Maybe it was only my mind playing tricks or a waywardness of sound produced by the unceasing river itself. Maybe I’d gotten myself entangled in Tom’s dream. Or in Jim’s. How strange and alien must be the dreams of a black man and a slave! How strange my own from those long-ago days! I would not recognize them now.
You want to know if it rained while Jim and I rafted down the Mississippi.
I don’t remember, but if it did, then the rain fell as if its only purpose were to refresh us. It seems to me — while I lie here on the sunporch of what will surely be my last home, save one — that it was always summer then, although I recall snow falling on the river and on the shore, which looked, after snow’s patient knitting, like a kind of Russian steppe, but without harshness or cold. But maybe this is true of the weather of childhood, which appears, in recollection, to have known no other season than summer. We must have been sometimes cold and sometimes wet. It could not have been otherwise.
We did not stop our southerly flight (is that what it was?) at St. Louis, because the unholy noise on the broad wharves shamed us. A fat white-coated auctioneer was hammering away the lives of black men, women, and children. I remember his fancy cravat and a dog sprawling in the cool shadow of cotton bales. I remember, also, the alphabet of suffering inscribed on Jim’s back when he turned away. I may’ve mumbled some words of compassion, but more than likely, I kept silent. Of what earthly use would such have been to Jim or to the abject beings standing wordlessly in the insolent sun, waiting to be sold? No, we did not stop in St. Louis in 1835 and would not stop until we got caught by the Little Ice Age, in 1850.
I should tell you about our life on the raft.
WE CAME BY THE RAFT DISHONESTLY, if truth be told, although we did not mean to use it for more than an afternoon. I never could’ve imagined that, by the time I lost it below New Orleans, the raft’s owner, Peter Carlson, would have been dead and buried more than a century and a half earlier.
You’re about to object that it did not happen this way. In fact, my story seems more and more inclined to go its own way, with small regard for the truth. Isn’t that what you’re thinking?
Does anyone really know how it happened? Do you? Did Mark Twain? Did it really happen at all? Sometimes I wonder. So when you play the tapes back, make damned sure you type it the way I say it. It’s to be my book, after all. Later, you can write your own version. So, where in the hell was I?

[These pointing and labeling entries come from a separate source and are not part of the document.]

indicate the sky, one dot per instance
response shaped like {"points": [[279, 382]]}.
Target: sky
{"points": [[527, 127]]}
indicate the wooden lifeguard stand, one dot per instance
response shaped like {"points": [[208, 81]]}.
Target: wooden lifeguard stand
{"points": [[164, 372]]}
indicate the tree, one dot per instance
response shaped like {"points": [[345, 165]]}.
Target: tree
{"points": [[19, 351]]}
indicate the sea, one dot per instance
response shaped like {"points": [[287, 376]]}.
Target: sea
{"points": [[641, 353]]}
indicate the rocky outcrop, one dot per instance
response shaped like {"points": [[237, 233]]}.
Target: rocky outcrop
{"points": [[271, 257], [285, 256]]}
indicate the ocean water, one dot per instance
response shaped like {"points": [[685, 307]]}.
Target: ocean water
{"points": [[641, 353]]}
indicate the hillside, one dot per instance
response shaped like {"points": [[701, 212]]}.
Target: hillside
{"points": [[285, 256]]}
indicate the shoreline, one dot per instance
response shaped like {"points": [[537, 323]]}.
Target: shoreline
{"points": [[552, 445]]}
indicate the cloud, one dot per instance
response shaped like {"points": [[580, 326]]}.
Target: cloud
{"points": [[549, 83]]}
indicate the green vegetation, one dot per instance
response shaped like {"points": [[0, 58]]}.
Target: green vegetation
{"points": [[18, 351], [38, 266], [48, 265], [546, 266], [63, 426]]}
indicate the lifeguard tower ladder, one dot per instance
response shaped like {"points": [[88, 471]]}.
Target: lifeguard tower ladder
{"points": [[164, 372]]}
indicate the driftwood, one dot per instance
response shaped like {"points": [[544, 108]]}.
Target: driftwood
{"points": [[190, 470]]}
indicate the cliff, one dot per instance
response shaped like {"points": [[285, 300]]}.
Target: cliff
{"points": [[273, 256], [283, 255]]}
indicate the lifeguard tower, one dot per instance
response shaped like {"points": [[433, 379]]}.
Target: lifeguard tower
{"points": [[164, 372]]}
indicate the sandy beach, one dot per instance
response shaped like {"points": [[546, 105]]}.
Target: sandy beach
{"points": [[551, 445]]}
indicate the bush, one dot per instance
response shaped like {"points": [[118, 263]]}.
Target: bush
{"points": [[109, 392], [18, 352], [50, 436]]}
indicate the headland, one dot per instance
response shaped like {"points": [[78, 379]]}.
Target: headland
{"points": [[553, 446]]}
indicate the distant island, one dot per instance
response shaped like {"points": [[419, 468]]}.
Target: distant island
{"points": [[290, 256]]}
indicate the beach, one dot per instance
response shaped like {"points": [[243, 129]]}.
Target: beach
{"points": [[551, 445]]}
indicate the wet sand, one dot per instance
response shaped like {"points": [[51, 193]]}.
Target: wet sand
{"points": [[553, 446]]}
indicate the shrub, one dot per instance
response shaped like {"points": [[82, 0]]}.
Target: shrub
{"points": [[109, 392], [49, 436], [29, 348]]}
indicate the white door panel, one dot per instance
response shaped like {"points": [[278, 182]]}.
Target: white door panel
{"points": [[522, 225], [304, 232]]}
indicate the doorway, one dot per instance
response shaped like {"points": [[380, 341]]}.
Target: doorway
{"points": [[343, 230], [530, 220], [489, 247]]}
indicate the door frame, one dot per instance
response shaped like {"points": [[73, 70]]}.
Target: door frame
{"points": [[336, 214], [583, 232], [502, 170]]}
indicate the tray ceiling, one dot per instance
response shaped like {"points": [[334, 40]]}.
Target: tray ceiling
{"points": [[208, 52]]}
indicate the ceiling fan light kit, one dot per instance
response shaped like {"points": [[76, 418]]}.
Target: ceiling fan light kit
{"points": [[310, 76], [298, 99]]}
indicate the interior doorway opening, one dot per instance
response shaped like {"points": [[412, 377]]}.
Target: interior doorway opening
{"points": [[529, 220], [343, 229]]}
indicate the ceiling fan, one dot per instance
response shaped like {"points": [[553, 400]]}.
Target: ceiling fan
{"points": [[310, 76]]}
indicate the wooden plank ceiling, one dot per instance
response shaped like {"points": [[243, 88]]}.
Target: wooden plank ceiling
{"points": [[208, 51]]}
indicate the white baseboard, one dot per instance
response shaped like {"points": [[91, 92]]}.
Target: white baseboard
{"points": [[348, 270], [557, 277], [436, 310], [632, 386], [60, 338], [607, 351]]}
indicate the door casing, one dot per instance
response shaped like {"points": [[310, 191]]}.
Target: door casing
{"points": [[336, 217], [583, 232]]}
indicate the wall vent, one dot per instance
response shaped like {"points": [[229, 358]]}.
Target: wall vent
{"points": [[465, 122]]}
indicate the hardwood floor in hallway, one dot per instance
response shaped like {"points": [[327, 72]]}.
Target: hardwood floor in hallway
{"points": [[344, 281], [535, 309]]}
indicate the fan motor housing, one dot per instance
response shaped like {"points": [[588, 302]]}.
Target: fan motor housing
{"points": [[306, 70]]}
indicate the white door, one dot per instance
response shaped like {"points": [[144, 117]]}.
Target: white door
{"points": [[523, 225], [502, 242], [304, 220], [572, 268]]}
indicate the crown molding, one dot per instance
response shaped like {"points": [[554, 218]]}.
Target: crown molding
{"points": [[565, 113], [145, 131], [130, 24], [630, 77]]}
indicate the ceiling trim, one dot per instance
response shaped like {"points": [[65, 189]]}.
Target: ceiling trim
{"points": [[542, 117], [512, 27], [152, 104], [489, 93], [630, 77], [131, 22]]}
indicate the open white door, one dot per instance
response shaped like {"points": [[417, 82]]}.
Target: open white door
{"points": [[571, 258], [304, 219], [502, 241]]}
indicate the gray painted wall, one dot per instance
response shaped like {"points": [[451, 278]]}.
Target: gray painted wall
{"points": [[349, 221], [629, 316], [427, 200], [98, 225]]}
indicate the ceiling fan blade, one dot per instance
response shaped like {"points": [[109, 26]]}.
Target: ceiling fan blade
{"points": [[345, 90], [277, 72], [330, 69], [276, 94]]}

Right. We came by the raft dishonestly. We’d only meant to do a little fishing. It was cool and nice under the big willow with its whips trailing over the water. Christ, it was a scorcher of a day! The whole town must have fallen asleep, along with Jim and me. When we finally did wake — if we ever did — the raft was too far along in space and time to return it. We could no more reverse ourselves, our motions in all five dimensions, than fly to the moon. I told you about the moving-picture show I saw in Baton Rouge. It was made by a Frenchman, a magician, whose name I’ve forgotten — that and a good deal more besides.